Preparing for future pandemic: outputs and progress resulting from a European Commission (EC) sponsored workshop in November 2022
While Covid-19 is no longer deemed to be a pandemic, the risk of future pandemics remains. Application of lessons learned during our collective recent experience is vital to being in a stronger position to handle this situation again.
Members of the CARE consortium were among the participants of a workshop held a year ago, organized by the EC’s Directorate-General for Research and Innovation (DG-RTD) and the European Health Emergency Preparedness and Response Authority (HERA) to explore the opportunities and challenges of providing globally available broad spectrum antiviral therapeutics as a tool for pandemic preparedness.
Given the evolving and unpredictable nature of the coronavirus, the delegates of the workshop recommended inclusion of broad-spectrum antiviral therapeutics as a key tool of pandemic preparedness. The workshop which was set up with input from Dr. Ed Schmidt and Prof. Eric Snijder (LUMC), and Johan Neyts (KUL) from CARE was also attended by Marnix Van Loock (Janssen).

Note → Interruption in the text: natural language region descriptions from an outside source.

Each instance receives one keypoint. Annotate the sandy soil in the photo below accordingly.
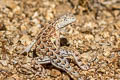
(96, 34)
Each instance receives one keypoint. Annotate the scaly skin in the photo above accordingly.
(47, 43)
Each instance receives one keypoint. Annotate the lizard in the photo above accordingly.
(47, 43)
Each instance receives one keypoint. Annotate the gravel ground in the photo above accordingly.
(95, 34)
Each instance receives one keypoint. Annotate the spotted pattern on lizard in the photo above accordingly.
(47, 43)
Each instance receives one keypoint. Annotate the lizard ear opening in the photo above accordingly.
(64, 42)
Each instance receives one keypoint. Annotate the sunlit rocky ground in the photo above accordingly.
(95, 34)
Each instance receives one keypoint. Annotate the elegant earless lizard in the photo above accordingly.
(47, 44)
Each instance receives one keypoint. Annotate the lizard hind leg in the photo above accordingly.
(76, 55)
(61, 62)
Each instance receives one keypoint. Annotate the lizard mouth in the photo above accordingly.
(64, 42)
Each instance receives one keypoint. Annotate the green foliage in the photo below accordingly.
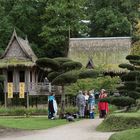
(136, 48)
(126, 66)
(131, 79)
(62, 60)
(52, 75)
(25, 16)
(89, 74)
(109, 22)
(113, 18)
(121, 121)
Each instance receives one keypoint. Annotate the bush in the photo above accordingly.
(120, 121)
(119, 101)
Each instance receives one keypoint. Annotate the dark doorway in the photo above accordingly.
(22, 76)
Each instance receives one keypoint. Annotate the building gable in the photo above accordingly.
(19, 48)
(15, 51)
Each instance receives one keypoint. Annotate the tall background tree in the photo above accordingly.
(25, 17)
(62, 20)
(113, 17)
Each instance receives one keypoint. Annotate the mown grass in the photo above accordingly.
(120, 121)
(132, 134)
(33, 123)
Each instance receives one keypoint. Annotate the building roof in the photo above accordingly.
(18, 53)
(107, 52)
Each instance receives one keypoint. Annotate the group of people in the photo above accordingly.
(85, 102)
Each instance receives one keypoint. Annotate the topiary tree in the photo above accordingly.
(63, 72)
(60, 73)
(130, 88)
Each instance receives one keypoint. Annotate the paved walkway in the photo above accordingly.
(81, 130)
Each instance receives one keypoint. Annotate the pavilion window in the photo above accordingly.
(22, 76)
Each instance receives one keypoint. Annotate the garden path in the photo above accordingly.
(81, 130)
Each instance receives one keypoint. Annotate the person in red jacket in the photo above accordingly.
(103, 106)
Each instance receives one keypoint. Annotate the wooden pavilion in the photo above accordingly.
(18, 66)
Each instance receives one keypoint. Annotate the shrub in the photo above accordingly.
(120, 121)
(119, 101)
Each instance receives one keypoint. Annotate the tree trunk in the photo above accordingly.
(62, 107)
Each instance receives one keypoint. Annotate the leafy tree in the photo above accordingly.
(135, 48)
(63, 72)
(62, 19)
(114, 14)
(60, 73)
(25, 16)
(130, 81)
(109, 22)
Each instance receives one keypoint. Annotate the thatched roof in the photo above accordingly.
(18, 53)
(108, 52)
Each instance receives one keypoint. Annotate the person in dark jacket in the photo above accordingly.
(81, 103)
(52, 106)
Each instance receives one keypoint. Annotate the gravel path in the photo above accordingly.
(81, 130)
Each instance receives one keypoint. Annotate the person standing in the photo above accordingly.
(81, 103)
(103, 106)
(91, 104)
(86, 94)
(52, 106)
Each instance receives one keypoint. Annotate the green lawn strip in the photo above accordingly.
(120, 121)
(31, 123)
(132, 134)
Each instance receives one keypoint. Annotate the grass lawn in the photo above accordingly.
(132, 134)
(120, 121)
(33, 123)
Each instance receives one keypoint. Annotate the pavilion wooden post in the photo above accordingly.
(5, 100)
(27, 100)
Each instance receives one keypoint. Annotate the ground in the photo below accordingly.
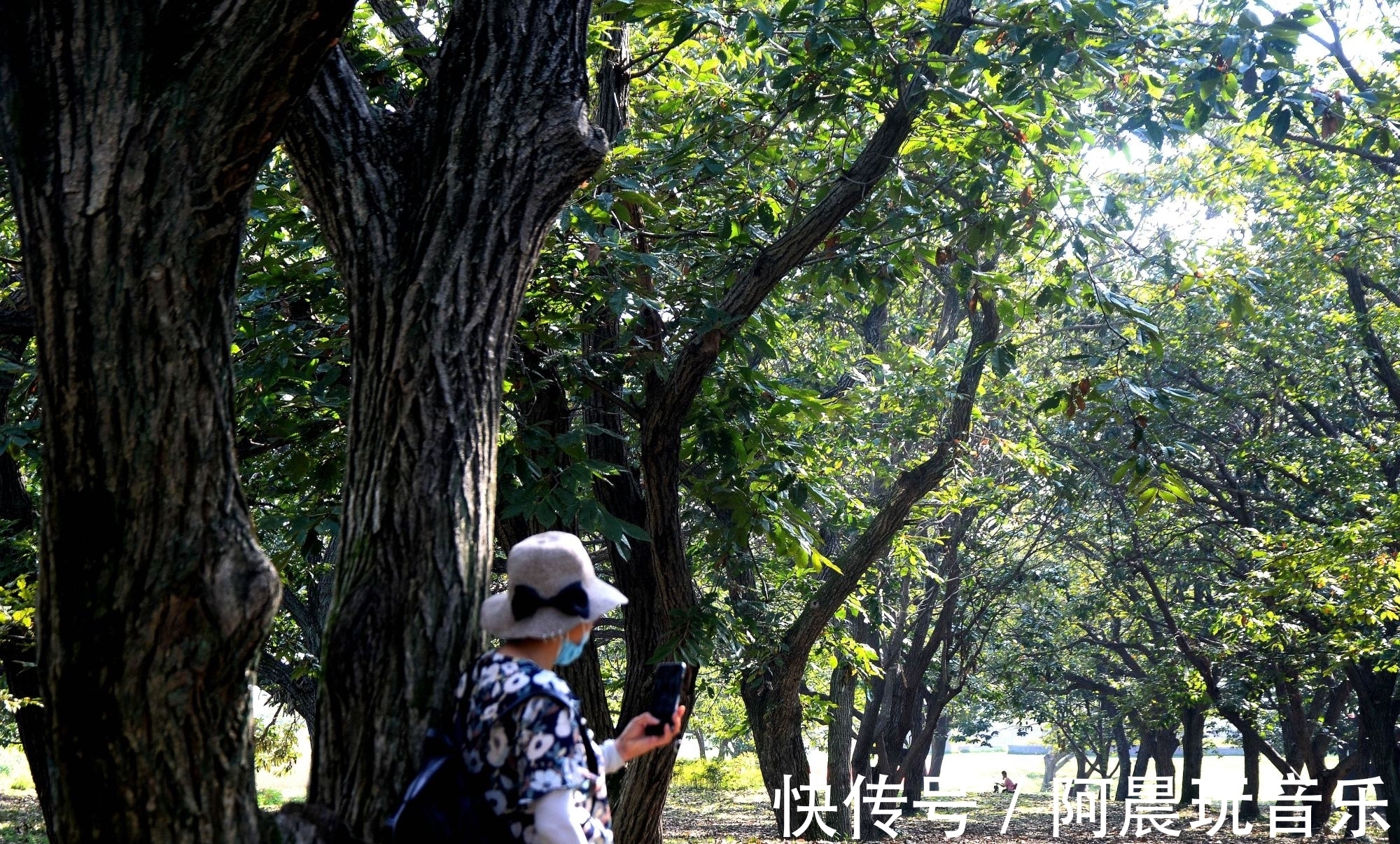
(734, 809)
(696, 816)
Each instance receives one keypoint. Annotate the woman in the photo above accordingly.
(523, 729)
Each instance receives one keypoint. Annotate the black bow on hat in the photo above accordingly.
(572, 600)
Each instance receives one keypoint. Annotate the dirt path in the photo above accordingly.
(698, 816)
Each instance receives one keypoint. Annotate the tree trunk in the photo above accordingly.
(1147, 749)
(1163, 752)
(1378, 712)
(1250, 809)
(1125, 749)
(18, 642)
(1194, 749)
(586, 679)
(436, 218)
(134, 135)
(839, 738)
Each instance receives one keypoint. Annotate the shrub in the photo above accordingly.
(740, 773)
(276, 743)
(270, 798)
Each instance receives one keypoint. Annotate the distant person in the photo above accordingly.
(530, 746)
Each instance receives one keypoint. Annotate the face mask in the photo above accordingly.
(572, 649)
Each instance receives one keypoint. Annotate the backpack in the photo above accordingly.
(446, 803)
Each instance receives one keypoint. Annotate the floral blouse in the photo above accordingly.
(530, 743)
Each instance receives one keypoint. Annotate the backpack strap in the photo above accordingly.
(530, 691)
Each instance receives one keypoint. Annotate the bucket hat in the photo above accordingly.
(551, 586)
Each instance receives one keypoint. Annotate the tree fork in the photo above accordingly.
(134, 134)
(436, 216)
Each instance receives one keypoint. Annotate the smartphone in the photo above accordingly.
(666, 694)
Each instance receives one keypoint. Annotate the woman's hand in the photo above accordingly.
(634, 740)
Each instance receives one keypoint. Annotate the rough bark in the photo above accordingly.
(1147, 749)
(134, 135)
(1378, 712)
(839, 738)
(1250, 809)
(1164, 752)
(436, 216)
(1194, 750)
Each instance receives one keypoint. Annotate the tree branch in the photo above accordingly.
(419, 50)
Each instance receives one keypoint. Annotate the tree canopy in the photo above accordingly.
(876, 350)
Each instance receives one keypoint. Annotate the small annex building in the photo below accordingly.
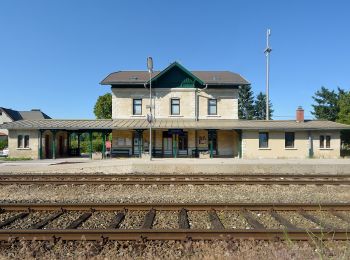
(194, 113)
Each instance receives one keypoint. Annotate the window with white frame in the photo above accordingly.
(212, 107)
(23, 141)
(289, 140)
(175, 106)
(137, 106)
(263, 140)
(325, 141)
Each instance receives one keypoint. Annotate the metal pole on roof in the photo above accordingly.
(267, 53)
(150, 117)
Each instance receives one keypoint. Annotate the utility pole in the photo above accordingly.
(267, 53)
(150, 116)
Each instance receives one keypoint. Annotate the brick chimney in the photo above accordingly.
(300, 114)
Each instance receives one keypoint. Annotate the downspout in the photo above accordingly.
(197, 100)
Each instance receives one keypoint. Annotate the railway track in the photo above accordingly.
(219, 221)
(174, 179)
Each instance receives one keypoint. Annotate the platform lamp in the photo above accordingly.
(150, 115)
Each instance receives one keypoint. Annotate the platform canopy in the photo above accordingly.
(129, 124)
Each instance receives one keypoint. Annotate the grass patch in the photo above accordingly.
(16, 159)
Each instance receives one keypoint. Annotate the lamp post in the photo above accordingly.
(150, 115)
(267, 53)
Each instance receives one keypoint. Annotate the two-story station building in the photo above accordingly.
(194, 112)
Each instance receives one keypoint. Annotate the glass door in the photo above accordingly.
(167, 144)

Why broad spectrum antiviral therapeutics?
Broad-spectrum antiviral therapeutics in cocktail or combination formats to limit drug resistance, can potentially target broader viral families or groupings in an initial outbreak, crucially buying time for more targeted therapies to be developed and tested in parallel, by containing the spread of the (novel) virus in the early stages and limiting the impact of the pandemic on the health system. The reassurance of knowing there is a swift therapeutic response to an arising future epidemic is important for society, having experienced the impact Covid-19 had on so many lives and economies globally.
Key recommendations from the workshop
To make this a reality requires measures to support rapid global drug development including effective collaborations though global and harmonized research infrastructures, adequate and flexible manufacturing capacities, fast and efficient global clinical trials, clear regulatory frameworks for broad spectrum antivirals (as current regulatory pathways only provide approval for a specific viral disease) and sufficient and flexible funding.
In this context, public-private partnerships such as CARE are an important tool to mobilize the expertise needed in an emergency response and to enable sustainable funding. Moreover, the importance of basic research to understand pathogens was highlighted as it is the foundation for the research done in response to an epidemic or a pandemic.
Since the workshop took place almost 12 months ago, a new series of calls for proposals was launched by HERA on broad-spectrum antivirals with various projects being approved in 2023. One of them is the Panviprep consortium, which will start on 1 January 2024 and in which all eight partners of the SCORE consortium (who are also all CARE partners) together with seven additional partners, will develop antiviral drugs against a range of pandemic viral threats.
How does this relate to CARE?
CARE is heavily involved in broad-spectrum antiviral development as part of its preparedness track. These recommendations lend weight to the ongoing antiviral discovery and preclinical work being undertaken today in CARE across numerous work packages.